Recently, a senior member of the Georgetown City Council, who was also one of the four which went into the agreement with Smart City Solutions (SCS) to install parking meters in Georgetown, declared that come what may, parking meters will be installed in the city as it is within the Council’s legal right to do so. From the onset, we would suggest that officials of the City be more circumspect with regards to their public comments on the parking meters issue, which has sparked much controversy since its implementation in January 2017.
The Parking Meters Project was taken up by City Hall as a revenue generating measure. It has very little or nothing to do with traffic congestion since it was only part of the three or four streets in Downtown Georgetown where there is any congestion; and this occurs only at certain times of the day. This, as we all know, could be controlled and managed by the presence of more Traffic Police or the City Constabulary.
Parking meters in every part of the world are never imposed on downtown cities as a measure to raise money from commuters. They are imposed for traffic purposes and never to raid the pockets of owners and drivers of motor vehicles and other users of the road transport systems.
Important to note too is that the parking meter project has been rejected by most of the citizens and the entire business community. The Guyana Consumers Association (GCA), which speaks on behalf of all consumers, from the inception had pointed out that there is no social or economic justification for such a project to be imposed on the City and had called for the contract to be revised or scrapped altogether. On this basis, the GCA had listed several valid reasons why the project in its present form should be rejected.
For example, in the Contract between SCS and M &CC, SCS was allotted 80% of the returns and M&CC 20%. SCS would notionally have made an investment of US$10M while the City Council’s investment would have been the road system of Georgetown worth many billions of dollars plus the cost of continuously maintaining of the roads over the next 20 years of the Contract. In other words, SCS would have invested a minimal percentage of the cost of the Scheme but would have been collecting 80% of the revenues! If this project were to materialise, the Guyana side would be permanently disadvantaged for a first tranche of 20 years followed by another 20 years.
It should be mentioned that during the renegotiation of the contract, the subject of share profit and contractual obligations were discussed and it was agreed to have it remain the same being the 20/80 M&CC-SCS for a period of 20 years.
This also means that the owners of the Parking Meter Project would be harvesting hundreds of millions of dollars per year which would be sent abroad causing a constant drain of the foreign exchange of the country.
Additionally, the Parking Meter Scheme would cause businesses great losses. Their customer parking would be eliminated and the acceptance and delivery of goods at their premises would become more expensive and time-consuming. Any contraction of business could result in unemployment and increase in prices of some consumer goods.

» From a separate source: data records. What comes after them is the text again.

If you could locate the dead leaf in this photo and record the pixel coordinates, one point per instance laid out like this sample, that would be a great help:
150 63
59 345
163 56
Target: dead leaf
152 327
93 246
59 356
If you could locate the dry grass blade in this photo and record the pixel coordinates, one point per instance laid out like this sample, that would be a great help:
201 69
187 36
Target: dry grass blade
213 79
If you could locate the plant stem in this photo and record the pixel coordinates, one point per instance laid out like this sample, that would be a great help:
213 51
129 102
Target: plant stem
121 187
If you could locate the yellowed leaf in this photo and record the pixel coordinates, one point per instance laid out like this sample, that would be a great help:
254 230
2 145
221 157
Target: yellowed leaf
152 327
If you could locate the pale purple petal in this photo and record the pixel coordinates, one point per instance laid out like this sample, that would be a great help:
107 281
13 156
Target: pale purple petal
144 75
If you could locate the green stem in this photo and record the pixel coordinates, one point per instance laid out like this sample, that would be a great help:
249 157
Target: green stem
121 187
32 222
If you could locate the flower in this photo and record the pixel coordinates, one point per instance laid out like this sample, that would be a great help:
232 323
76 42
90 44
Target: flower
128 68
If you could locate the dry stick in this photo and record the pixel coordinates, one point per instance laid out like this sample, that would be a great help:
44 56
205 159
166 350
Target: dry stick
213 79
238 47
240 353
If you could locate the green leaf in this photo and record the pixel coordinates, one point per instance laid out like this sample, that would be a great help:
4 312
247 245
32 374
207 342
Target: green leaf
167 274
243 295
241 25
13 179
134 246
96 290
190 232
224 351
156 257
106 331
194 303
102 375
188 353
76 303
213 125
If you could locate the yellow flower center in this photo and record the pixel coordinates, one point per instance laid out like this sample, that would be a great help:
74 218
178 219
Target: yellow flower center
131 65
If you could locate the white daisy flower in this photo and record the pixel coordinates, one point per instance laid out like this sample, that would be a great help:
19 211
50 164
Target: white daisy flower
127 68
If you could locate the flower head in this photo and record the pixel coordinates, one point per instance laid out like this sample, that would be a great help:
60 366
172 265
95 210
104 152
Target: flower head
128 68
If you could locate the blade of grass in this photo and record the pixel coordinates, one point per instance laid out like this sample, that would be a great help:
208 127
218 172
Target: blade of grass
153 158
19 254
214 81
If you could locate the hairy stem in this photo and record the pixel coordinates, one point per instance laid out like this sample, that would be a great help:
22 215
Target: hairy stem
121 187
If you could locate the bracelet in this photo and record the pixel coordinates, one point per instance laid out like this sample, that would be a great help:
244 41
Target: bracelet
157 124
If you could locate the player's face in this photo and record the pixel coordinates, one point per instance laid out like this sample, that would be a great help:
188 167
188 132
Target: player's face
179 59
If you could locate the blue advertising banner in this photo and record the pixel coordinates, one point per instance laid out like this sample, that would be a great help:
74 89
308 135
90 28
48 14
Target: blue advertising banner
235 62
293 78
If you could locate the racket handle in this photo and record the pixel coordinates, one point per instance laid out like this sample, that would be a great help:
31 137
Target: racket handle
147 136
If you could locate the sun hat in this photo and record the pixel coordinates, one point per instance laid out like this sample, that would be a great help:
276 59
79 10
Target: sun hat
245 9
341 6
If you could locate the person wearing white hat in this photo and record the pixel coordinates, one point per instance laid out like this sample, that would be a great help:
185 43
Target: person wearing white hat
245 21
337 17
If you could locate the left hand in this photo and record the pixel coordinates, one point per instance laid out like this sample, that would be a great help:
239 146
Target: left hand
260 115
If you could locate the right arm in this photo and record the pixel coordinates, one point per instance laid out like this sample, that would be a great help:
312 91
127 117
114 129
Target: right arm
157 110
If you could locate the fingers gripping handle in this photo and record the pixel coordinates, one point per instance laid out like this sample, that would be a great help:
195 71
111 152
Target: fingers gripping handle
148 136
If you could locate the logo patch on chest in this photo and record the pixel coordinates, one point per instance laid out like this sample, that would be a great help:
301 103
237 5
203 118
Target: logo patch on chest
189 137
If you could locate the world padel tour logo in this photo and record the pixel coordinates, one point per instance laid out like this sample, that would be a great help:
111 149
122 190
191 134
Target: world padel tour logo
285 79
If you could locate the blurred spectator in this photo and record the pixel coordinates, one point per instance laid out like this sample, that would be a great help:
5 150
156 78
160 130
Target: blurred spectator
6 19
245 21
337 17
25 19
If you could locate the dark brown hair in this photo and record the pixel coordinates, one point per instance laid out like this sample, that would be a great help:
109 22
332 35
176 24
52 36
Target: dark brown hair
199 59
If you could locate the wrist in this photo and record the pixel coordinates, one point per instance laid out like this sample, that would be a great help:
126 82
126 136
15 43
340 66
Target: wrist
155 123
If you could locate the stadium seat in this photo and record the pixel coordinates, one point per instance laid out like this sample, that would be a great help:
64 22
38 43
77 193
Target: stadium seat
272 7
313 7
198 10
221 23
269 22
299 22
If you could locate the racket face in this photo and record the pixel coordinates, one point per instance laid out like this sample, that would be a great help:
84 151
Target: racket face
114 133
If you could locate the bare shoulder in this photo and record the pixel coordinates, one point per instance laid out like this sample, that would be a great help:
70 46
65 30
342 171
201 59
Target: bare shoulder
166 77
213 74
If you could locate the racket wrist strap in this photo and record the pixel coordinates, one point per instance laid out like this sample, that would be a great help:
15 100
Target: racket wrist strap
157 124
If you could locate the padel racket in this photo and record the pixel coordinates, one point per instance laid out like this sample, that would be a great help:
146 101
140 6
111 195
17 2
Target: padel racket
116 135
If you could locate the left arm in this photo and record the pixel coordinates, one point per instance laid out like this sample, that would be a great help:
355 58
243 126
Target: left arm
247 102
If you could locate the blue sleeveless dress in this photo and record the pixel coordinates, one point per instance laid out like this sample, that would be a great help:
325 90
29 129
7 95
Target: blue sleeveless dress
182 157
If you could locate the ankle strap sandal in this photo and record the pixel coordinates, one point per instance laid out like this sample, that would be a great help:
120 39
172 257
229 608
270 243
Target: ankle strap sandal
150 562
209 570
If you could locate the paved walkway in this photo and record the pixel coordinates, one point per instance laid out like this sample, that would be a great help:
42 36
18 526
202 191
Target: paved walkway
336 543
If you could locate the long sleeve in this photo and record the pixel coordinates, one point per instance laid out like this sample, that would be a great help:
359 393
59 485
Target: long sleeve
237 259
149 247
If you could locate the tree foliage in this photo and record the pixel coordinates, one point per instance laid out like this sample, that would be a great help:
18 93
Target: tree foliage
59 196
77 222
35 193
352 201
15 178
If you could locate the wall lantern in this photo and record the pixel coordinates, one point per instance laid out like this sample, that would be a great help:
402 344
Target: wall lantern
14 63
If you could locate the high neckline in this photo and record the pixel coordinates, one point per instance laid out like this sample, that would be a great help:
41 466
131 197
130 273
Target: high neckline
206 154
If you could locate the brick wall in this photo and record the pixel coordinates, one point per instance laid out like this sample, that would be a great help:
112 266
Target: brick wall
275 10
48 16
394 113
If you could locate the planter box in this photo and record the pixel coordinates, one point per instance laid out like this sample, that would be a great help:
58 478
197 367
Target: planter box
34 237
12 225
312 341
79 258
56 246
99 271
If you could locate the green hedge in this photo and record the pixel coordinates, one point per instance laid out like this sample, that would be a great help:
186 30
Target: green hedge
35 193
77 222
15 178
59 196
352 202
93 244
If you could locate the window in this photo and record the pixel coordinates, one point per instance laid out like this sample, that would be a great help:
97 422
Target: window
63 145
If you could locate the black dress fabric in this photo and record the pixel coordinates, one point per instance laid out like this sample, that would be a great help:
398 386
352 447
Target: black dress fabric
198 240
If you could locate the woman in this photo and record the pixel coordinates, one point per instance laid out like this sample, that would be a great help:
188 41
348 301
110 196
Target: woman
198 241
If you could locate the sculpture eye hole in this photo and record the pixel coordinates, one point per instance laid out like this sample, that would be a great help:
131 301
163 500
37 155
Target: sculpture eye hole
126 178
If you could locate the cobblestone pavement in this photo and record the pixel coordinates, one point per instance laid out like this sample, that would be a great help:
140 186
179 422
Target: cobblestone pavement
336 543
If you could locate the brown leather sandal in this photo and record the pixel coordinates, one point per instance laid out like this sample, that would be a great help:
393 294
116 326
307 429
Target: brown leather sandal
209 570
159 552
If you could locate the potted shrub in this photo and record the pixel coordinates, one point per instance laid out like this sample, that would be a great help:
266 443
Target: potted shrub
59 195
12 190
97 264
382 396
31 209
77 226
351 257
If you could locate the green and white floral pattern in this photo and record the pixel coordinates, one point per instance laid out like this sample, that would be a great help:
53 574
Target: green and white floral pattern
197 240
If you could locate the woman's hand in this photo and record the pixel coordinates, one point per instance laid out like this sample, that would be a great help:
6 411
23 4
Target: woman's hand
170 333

By the contract, no other person could have a parking lot in Georgetown and even businesses that have their parking lots for their employees and vehicles may be affected. This giving of SCS a monopoly of parking in the city is unheard of in any other city in the world. Such a monopoly is iniquitous and deprives citizens of the use of their properties.
The citizens group which has been opposing the parking meters scheme has claimed that the contract is void because of a number of factors they have adumbrated, and they are prepared to test it in the Courts.
The authors behind the project must be fully cognizant that the overwhelming majority of the population of Georgetown as well as the tens of thousands who visit the City every day for business or pleasure are against parking meters. One is therefore left to ask why is City Hall so oblivious to the concerns of the majority.